After a week of political earthquakes, perhaps the biggest surprise is that the presidential race hasn’t changed much.

A bevy of national and battleground polls taken since a 2005 tape surfaced of Donald Trump’s vulgar comments about women – followed by a cascade of groping allegations against the GOP nominee as well as numerous embarrassing revelations for Hillary Clinton’s campaign from a WikiLeaks hack – shows the Democratic nominee widening her lead only slightly.

Clinton, as before, maintains the clear advantage going into Nov. 8 and has many more paths to the necessary 270 electoral votes than Trump.

And for the first time this year, Clinton is now above 45 percent in a four-way race, based on the RealClearPolitics average of national polls.

But the race remains tight in key battlegrounds like Ohio, and Trump has even edged Clinton in at least one national survey since the Billy Bush bombshell.

“I think what's happening is this is a highly contested election, and it's going to be fought all the way to the finish,” Trump running mate Mike Pence told “Fox News Sunday.” 

Democratic counterpart Tim Kaine, said, “From the beginning, I’ve said this would be a very close campaign.”

While the Clinton campaign has hammered Trump over the allegations of sexual harassment and assault, the Republican nominee has adamantly denied them, while complaining that the media are conspiring against him.

The trajectory of the polls could speak to how few undecided voters really are left in a race where the differences between the major-party nominees are stark.
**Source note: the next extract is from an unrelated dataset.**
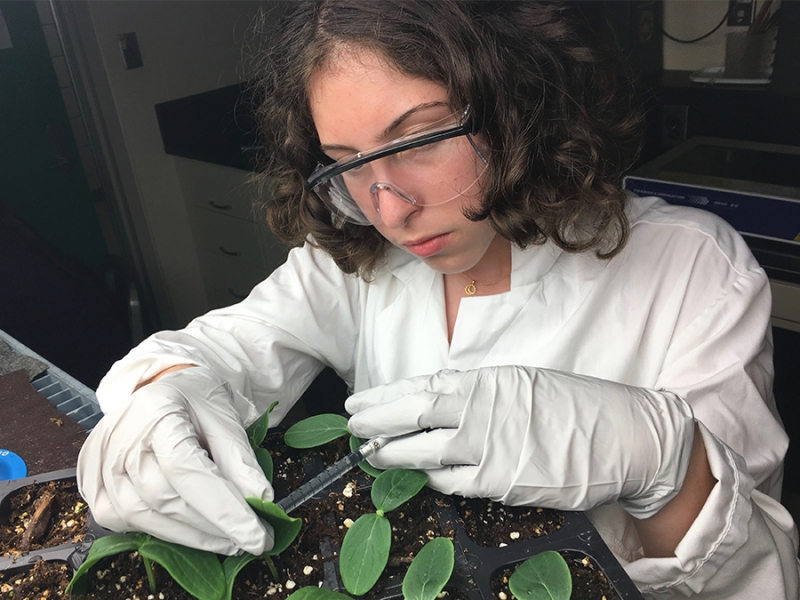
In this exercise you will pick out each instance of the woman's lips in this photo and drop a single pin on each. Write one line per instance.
(428, 246)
In some of the most recent findings, Rasmussen Reports released new results Monday showing Clinton edging Trump 43-41 percent among likely U.S. voters – retaking a slight lead after Trump led the same poll by 2 points late last week.

Over the weekend, a Washington Post-ABC News poll also showed Clinton with a 47-43 percent lead over Trump, essentially unchanged compared to the groups’ earlier polls.

A Fox News national poll released last week showed Clinton expanding her lead among likely voters, to 45-38 percent when third-party candidates Gary Johnson and Jill Stein were included.

One of the widest leads for Clinton was seen in Sunday’s NBC News/Wall Street Journal survey, showing Clinton with a significant 11-point lead over Trump among likely voters.

But at the state level, the same pollsters showed Trump ahead by 1 point in Ohio.

To be sure, Trump’s potential path to victory is exceedingly narrow. In states considered essential for his campaign – Ohio, Florida, Pennsylvania, North Carolina and even Virginia – the RealClearPolitics average shows Clinton with the edge.

In North Carolina, Ohio, and Florida, Clinton’s lead is nominal.

In Pennsylvania and Virginia, Trump continues to trail badly.

New CNN battleground polls out Monday reflect a somewhat closer race, with Trump up by 4 points in Ohio and Clinton up by 1 in North Carolina among likely voters. The interviewing for the poll, however, stretches back to Oct. 10 and may not entirely reflect voters’ reaction to all of last week’s allegations.